On one hand, it’s understandable that students will naturally tend to act within their existing, convenient, local university community rather than a larger, more amorphous Boston techie community. On the other hand, the presence of great universities is clearly a sustaining influence for this city’s go-read-your-books vibe, and a source of many valuable research and startup partnerships. So why can’t I think of more than 2 students who might be worth recruiting for part-time or internship work? The theory is that a competent student can, with some supervision, work passionately and productively for cheap.

One possible explanation is scarcity. The average computer science student probably expects a job at a big, stable corporation that will offer them well-packaged, skill-appropriate work for a year or two while they learn. Thirty years ago, that corporation was Digital Electronics in Maynard, MA; now it’s Intel, Google, Microsoft, and Yahoo. Monster now occupies the former home of Digital, but probably hires far fewer college graduates than any one of these big, West coast companies. People who don’t need this sort of two-year training cycle before becoming productive hackers are naturally rare; and if we have to fetch back from California the ones who do, that’s an added challenge.

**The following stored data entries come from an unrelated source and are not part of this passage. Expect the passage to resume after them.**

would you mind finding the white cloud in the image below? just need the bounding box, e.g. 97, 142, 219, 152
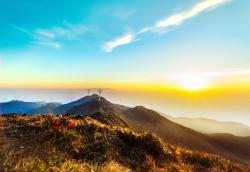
13, 25, 32, 35
103, 0, 230, 52
103, 33, 135, 52
35, 23, 87, 40
138, 27, 152, 34
155, 0, 229, 29
35, 29, 55, 39
35, 41, 62, 49
15, 22, 87, 49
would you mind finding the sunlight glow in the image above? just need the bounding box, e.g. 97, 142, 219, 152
180, 78, 207, 91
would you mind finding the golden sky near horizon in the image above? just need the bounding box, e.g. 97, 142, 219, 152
1, 70, 250, 126
2, 69, 250, 92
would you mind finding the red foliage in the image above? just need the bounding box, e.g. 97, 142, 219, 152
51, 121, 61, 130
67, 119, 77, 129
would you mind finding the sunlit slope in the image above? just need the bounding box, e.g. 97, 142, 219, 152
1, 95, 250, 165
65, 95, 250, 165
0, 115, 246, 172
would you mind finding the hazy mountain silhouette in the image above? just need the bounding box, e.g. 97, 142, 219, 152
163, 115, 250, 136
28, 102, 62, 114
0, 100, 62, 115
0, 100, 44, 114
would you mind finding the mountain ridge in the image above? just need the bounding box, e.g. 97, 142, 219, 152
1, 95, 250, 165
162, 115, 250, 136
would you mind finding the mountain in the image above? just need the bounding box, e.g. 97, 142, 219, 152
1, 95, 250, 165
66, 95, 129, 127
0, 114, 246, 171
63, 95, 250, 165
52, 94, 104, 114
28, 102, 62, 114
0, 100, 61, 115
121, 106, 250, 165
0, 100, 44, 114
162, 116, 250, 136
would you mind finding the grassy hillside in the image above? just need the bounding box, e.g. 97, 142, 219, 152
0, 114, 247, 172
122, 106, 250, 165
11, 95, 248, 166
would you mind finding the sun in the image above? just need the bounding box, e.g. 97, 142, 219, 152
180, 77, 207, 91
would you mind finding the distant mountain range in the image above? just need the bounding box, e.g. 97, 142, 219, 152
1, 94, 250, 165
0, 100, 61, 114
162, 114, 250, 137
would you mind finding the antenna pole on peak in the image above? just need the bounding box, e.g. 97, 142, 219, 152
98, 89, 103, 101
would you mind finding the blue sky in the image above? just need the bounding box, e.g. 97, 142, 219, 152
1, 0, 250, 124
0, 0, 250, 87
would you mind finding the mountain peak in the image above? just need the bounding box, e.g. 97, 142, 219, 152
53, 94, 112, 115
77, 94, 109, 104
8, 100, 24, 103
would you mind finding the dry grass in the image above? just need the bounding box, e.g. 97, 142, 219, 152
0, 114, 248, 172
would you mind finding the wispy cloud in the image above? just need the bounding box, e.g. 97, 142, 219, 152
103, 33, 135, 52
13, 25, 33, 36
35, 41, 62, 49
35, 29, 55, 39
155, 0, 228, 29
15, 22, 88, 49
35, 22, 87, 40
103, 0, 230, 52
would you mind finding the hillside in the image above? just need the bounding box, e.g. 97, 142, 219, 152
163, 115, 250, 136
64, 95, 250, 165
121, 106, 250, 165
53, 94, 107, 114
0, 115, 246, 172
1, 95, 250, 166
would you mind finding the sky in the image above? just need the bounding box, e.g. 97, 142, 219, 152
0, 0, 250, 124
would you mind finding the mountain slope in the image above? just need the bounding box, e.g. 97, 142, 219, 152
65, 95, 250, 165
28, 102, 62, 114
1, 95, 250, 165
0, 115, 246, 172
53, 94, 106, 114
66, 95, 128, 127
121, 106, 250, 165
162, 116, 250, 136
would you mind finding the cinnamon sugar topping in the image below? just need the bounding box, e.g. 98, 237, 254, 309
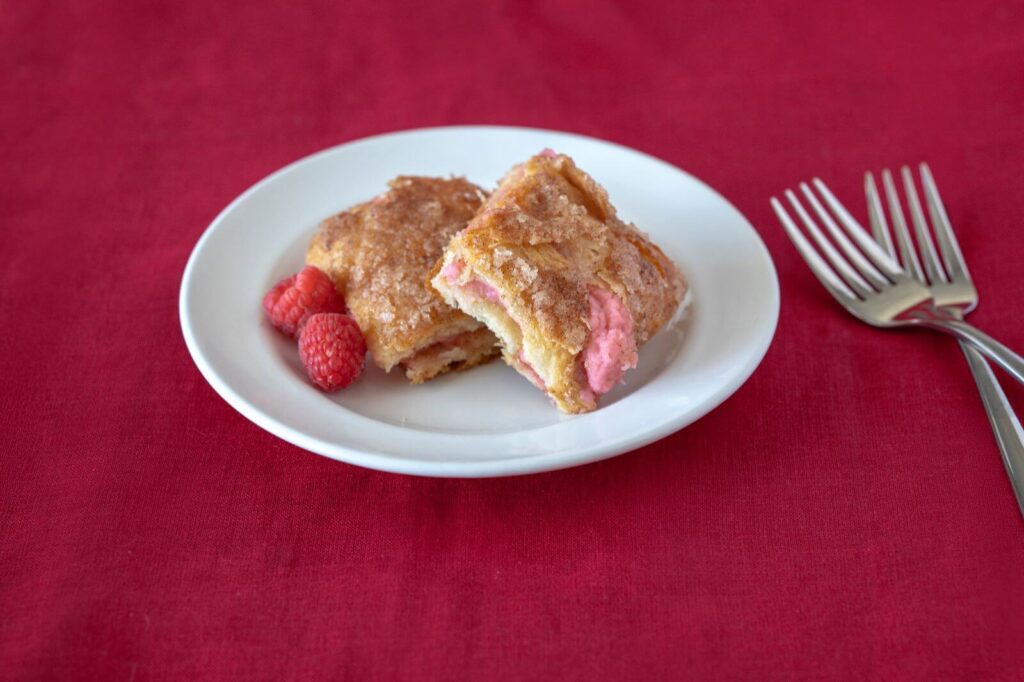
435, 152, 686, 413
307, 176, 497, 375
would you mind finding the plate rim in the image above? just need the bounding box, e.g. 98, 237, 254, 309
179, 124, 780, 477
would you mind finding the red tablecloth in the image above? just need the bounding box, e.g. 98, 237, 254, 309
3, 1, 1024, 679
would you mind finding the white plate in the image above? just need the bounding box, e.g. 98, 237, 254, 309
180, 126, 779, 477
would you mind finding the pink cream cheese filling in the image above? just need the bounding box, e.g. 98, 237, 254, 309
583, 288, 637, 396
442, 260, 501, 304
444, 260, 635, 402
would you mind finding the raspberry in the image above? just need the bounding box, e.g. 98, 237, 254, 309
262, 266, 345, 337
298, 313, 366, 391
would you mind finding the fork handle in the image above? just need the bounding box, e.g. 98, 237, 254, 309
921, 319, 1024, 385
961, 341, 1024, 520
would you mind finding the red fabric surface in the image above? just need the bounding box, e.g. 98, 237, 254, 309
3, 1, 1024, 679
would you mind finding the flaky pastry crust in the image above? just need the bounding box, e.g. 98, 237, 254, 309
431, 153, 686, 412
308, 176, 498, 382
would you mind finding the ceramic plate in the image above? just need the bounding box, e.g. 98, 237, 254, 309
180, 126, 778, 477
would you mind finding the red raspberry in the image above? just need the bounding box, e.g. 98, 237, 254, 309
262, 266, 345, 337
298, 313, 366, 391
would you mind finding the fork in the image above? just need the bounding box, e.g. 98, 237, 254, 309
865, 164, 1024, 517
772, 174, 1024, 518
770, 185, 1024, 384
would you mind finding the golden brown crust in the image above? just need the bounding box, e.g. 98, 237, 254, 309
308, 176, 498, 380
431, 153, 686, 413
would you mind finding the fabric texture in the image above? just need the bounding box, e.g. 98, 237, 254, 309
2, 1, 1023, 679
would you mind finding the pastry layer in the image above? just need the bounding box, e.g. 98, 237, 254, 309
400, 327, 498, 384
308, 176, 499, 381
430, 152, 686, 413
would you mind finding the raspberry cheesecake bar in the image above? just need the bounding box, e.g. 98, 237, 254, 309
308, 176, 498, 383
430, 152, 686, 413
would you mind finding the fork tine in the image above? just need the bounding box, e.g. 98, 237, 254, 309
799, 183, 890, 289
784, 189, 873, 299
920, 163, 970, 283
864, 172, 896, 260
811, 178, 901, 279
771, 197, 858, 302
881, 169, 926, 282
901, 166, 948, 284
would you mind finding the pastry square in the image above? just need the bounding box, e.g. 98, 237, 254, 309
308, 176, 499, 383
430, 152, 686, 413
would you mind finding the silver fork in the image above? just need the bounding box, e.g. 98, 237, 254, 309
866, 164, 1024, 517
772, 176, 1024, 519
770, 186, 1024, 383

If competent students are scarce, are we doing enough to connect with them while they’re still in school around here? It’s one thing for a big company to set up a table at a job fair or schedule interviews at a school’s career placement office. It’s quite another for there to be a strong network of relationships between people in companies and universities, such that a professor will automatically refer her top students to work with startups run by her friends. Do we need more of the latter? How can we get it?